Thanks for being here. Thanks, guys.
Thanks for having me. Absolutely.
Your biography is the centerpiece of your campaign with very good reason. Could you just start by telling our listeners who may not have been following the Nebraska Senate race super closely who you are and why you're running? Yeah, I suppose it would all start, you know, I joined the Navy right out of high school.
I come from a long line of Navy people. My grandfather retired from the Navy.
My parents, they both met while they were in the Navy. My uncles were all in the Navy.
And then my older brother, he joined the Marine Corps, so we don't talk to him much anymore. But I did two Western Pacific cruises aboard the USS this constellation so.
So I got to travel the world twice over and two Westpacs. And I think that was a good education for a young man coming into the world.
But I got out. I came back to Omaha where I'm from.
I started attending the University of Nebraska in Omaha.
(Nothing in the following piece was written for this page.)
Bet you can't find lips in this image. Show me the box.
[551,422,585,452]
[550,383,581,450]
I then joined the Nebraska Army National Guard to continue my service.
I was a 19 kilo on an M1A1 Abrams tank crew during that time. I've always felt compelled to service.
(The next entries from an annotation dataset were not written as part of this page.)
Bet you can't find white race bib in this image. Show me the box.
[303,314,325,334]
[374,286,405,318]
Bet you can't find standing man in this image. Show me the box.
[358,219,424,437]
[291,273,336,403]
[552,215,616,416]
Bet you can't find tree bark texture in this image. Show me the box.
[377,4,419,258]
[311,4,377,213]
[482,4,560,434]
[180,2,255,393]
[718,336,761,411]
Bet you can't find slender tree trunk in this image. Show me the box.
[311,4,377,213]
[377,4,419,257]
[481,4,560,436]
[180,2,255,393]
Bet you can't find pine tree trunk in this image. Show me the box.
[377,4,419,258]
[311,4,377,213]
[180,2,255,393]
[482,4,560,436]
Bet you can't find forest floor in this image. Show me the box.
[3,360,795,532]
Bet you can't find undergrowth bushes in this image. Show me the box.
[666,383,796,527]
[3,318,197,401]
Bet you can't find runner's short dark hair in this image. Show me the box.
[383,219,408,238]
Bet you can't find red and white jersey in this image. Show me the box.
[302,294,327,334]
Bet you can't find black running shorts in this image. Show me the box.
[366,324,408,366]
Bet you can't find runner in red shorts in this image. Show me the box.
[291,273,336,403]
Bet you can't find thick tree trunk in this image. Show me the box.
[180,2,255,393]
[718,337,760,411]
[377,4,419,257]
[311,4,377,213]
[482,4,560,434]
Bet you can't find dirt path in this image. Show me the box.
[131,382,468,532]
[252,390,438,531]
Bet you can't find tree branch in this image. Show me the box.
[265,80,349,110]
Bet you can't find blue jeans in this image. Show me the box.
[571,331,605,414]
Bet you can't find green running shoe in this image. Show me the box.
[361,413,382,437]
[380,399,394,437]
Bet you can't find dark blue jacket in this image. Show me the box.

But, you know, my life changed when my wife, Megan, had our first daughter, Georgia. So I stopped going to school.
I got another honorable discharge, and I started working at Kellogg's as an industrial mechanic because I needed a job. Something with some good benefits to help pay for this new family I've started.
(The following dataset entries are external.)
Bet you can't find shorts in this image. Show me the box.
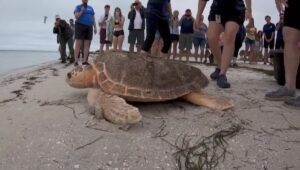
[264,39,275,50]
[208,0,246,26]
[179,33,194,50]
[245,37,255,46]
[284,0,300,31]
[75,23,93,41]
[114,30,124,38]
[193,37,206,48]
[170,34,179,42]
[128,30,145,47]
[100,28,111,44]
And one of the first days on the job, an old Polish guy by the name of Ron Jabowski came up to me. He looked just like Tom Selleck from Magnum PI.
He said, hey, kid, have you joined the union yet? I said, no, sir, I have not. He goes, well, you might want to think about doing that.
And I'm like, well, shoot, Tom Selleck's telling me to join the union. I better go do that.
So I signed up. I paid my dues.
I worked hard for a lot of years, just provided for my family.
But over the years, old guys like Ron, aka Tom Selleck, started to retire. And, you know,
Kellogg's became more beholden to their stockholders. And we started to lose on contracts.
So I ran for executive board of my local. I got elected as vice president.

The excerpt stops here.